- Cyrela (CYRE3) aprova aumento de capital de R$ 2,5 bilhões via reservas
- Estrutura garante flexibilidade financeira e antecipa efeitos da tributação de dividendos
- Criação das ações especiais CYRE4 pressiona papéis no curto prazo
As ações da Cyrela (CYRE3) caíram nesta sexta-feira após a companhia aprovar um aumento de capital de R$ 2,5 bilhões e criar uma nova classe de ações preferenciais especiais conversíveis, decisão tomada no encerramento de 2025.
Enquanto isso, por volta das 13h, os papéis ON (CYRE3) recuavam 1,85%, a R$ 24,44, e as ações preferenciais especiais (CYRE4) afundavam 6,75%, negociadas a R$ 23,22.

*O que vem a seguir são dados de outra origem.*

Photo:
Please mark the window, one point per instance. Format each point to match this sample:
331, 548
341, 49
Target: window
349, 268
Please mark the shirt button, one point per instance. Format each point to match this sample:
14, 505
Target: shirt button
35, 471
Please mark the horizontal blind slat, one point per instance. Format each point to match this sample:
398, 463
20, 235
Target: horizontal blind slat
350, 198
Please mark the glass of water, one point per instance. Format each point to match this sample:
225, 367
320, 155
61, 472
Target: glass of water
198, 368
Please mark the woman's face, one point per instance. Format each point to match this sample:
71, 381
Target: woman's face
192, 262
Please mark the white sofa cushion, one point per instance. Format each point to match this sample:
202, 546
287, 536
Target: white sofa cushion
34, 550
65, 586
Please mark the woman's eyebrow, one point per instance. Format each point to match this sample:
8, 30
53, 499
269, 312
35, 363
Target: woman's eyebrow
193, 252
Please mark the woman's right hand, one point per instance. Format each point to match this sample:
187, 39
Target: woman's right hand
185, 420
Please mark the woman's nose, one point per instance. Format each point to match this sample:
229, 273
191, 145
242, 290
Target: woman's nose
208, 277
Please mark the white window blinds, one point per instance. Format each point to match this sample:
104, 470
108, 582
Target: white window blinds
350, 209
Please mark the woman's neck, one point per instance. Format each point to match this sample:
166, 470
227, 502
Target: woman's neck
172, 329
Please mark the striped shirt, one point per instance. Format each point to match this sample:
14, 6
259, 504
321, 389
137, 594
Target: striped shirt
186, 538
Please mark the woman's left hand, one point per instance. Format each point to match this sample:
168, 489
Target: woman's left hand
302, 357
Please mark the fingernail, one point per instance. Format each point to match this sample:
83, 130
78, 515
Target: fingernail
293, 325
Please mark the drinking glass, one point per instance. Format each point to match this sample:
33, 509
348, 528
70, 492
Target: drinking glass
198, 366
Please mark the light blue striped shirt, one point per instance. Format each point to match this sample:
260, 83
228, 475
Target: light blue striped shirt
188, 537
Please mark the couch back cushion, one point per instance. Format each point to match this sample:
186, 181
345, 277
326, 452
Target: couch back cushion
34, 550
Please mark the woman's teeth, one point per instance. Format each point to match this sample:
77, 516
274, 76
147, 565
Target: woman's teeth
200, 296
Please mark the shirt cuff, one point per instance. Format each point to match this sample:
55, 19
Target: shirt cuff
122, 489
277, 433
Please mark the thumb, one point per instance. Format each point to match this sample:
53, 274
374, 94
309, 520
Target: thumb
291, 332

Capitalização pressiona preços
O aumento de capital ocorrerá por meio da capitalização das reservas de lucro, sem entrada de novos recursos em caixa.
Assim, a Cyrela distribuirá 72,8 milhões de ações preferenciais especiais aos acionistas atuais, na forma de bonificação.
Com isso, o capital social da companhia salta de R$ 3,7 bilhões para R$ 6,2 bilhões. No curto prazo, porém, o mercado reage negativamente à diluição dos preços, o que explica a queda das ações.
Além disso, investidores ajustam posições diante da complexidade da nova estrutura societária.
Estrutura contorna regras do Novo Mercado
Para viabilizar a operação, a Cyrela estruturou as ações CYRE4 de forma temporária.
Dessa forma, a empresa antecipa um possível evento de caixa, antes da plena vigência da Lei 14.887/2023, sem descumprir as regras do Novo Mercado.
Segundo o Bradesco BBI, a companhia capitalizou reservas e criou uma classe de PN com direitos idênticos às ON, incluindo direito a voto, dividendos e tag along.
Além disso, a estrutura inclui uma opção de conversão ou resgate, o que garante flexibilidade financeira até 2028.
Leitura positiva dos bancos
Na avaliação do JPMorgan, a operação, somada ao dividendo extraordinário de R$ 1 bilhão anunciado anteriormente, favorece os acionistas.
Isso ocorre porque a empresa maximiza retorno sem gerar tributação para pessoas físicas.
Ao mesmo tempo, a estratégia permite distribuir valor sem elevar a alavancagem, preservando a governança corporativa.
No 3º trimestre de 2025, a Cyrela mantinha cerca de R$ 4,7 bilhões em reservas de lucro, o que abriu espaço para a decisão.
Como funcionam as ações especiais
As ações preferenciais especiais existirão até, no máximo, 31 de dezembro de 2028.
O Conselho de Administração poderá resgatá-las a qualquer momento, com base no preço de fechamento da CYRE3 do dia anterior.
Os acionistas também poderão convertê-las em ações ordinárias ou vendê-las de volta à companhia.
Caso nenhuma opção seja exercida, a conversão automática em ON ocorrerá até o fim de 2028, extinguindo a classe especial.